Inspired by the instinct to retreat to our homes and regenerate over the cooler months, Recentre transforms Melbourne Recital Centre into a musical haven filled with reflective concerts, intimate performances and immersive sound installations over three days in June.
Melbourne Recital Centre's Director of Programming, Marshall McGuire says:
'This new festival in our 10th Anniversary year is an opportunity for us all to look
more deeply into the experience of music in our magical spaces, wrapping ourselves
in intimate surroundings, the quiet, the thoughtful and the sublime. There are
opportunities to have a one-on-one personal concert, to delight in the sounds of the
harp, and to welcome some of the world's leading artists to the Centre to warmly
embrace us all with their music.'
Throughout the weekend, festival-goers at Recentre can wander freely between immersive experiences held from morning to afternoon. A day might start with a horizon-widening Sound Bath, lead into a Toning & Chanting session next and flow into a quiet and sublime concert of J.S. Bach's immortal Cello Suites performed by Zoe Knighton (29 June).

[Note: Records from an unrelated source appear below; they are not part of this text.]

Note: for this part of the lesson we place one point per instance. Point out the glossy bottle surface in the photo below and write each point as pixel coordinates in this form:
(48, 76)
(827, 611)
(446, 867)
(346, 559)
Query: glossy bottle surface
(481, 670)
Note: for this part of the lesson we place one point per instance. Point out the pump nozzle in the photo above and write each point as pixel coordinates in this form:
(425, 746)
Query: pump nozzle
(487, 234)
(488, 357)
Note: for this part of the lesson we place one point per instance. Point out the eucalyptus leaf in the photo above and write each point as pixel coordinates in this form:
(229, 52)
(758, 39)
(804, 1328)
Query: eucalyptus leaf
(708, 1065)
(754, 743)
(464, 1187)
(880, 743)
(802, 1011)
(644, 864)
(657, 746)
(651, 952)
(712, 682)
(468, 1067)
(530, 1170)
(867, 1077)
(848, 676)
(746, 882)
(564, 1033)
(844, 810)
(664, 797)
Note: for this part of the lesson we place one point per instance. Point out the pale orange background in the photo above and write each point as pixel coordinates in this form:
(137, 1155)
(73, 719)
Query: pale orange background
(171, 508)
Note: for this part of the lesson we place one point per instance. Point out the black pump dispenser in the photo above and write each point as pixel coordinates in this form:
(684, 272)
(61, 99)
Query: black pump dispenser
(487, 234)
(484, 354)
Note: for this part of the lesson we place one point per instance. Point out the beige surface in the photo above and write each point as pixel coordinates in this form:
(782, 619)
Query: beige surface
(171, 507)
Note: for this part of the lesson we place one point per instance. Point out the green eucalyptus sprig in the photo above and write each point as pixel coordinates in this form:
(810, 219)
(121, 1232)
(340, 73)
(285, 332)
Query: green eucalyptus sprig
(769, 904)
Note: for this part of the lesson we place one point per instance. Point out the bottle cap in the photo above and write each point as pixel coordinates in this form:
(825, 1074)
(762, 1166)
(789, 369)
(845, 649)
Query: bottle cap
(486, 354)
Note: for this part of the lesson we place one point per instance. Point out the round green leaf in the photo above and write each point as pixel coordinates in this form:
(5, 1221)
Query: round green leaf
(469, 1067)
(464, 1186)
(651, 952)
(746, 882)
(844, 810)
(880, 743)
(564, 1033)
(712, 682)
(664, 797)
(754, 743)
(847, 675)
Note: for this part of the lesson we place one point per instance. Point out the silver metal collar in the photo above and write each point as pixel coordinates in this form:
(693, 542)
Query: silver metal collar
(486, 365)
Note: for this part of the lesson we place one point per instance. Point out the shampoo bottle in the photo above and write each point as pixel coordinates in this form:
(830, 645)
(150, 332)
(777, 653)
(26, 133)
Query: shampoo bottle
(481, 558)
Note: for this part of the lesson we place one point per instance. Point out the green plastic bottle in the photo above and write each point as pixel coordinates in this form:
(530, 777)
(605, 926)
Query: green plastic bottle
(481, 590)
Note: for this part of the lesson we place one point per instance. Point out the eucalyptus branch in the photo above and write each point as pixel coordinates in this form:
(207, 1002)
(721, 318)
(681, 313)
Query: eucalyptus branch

Music and mindfulness experiences during the day evolve into concerts of pure listening pleasure at night. Opening the festival on Friday evening will be Germany's Hauschka (28 June), a prolific pianist and Oscar-nominated film composer whose music expresses the immortal bond that exists between music and nature. His evocative and reflective music presents an ideal vessel to explore our inner and outer worlds more deeply.
Fellow festival headliners are harpist Mary Lattimore and electronic artist Julianna Barwick (29 June), two U.S.-based luminaries who, in addition to their own performances, come together for a never-before-seen collaboration. Over the past decade, each artist has created her own inimitable universe of light with Julianna Barwick building evocative choral symphonies, layering her own voice on top of itself to stunning effect, and Mary Lattimore conjuring expressive beauty with her 47-string concert harp and synth effects.
Lattimore and Barwick's performance forms part of a radiant double-bill with ambient chamber music composer Roger Eno (29 June). A natural multi-instrumentalist, Roger is fascinated by sound, stories and landscapes. His abundant curiosity flows through enveloping and otherworldly sound worlds that have resonated in both films and concert halls.
Escape the everyday this winter and explore a whole new way of listening at Recentre.
CONCERT DETAILS
Recentre
Friday 28 - Sunday 30 June
Day passes available from Monday 1 April with single tickets for both evening concerts on sale from 9am Monday 18 March.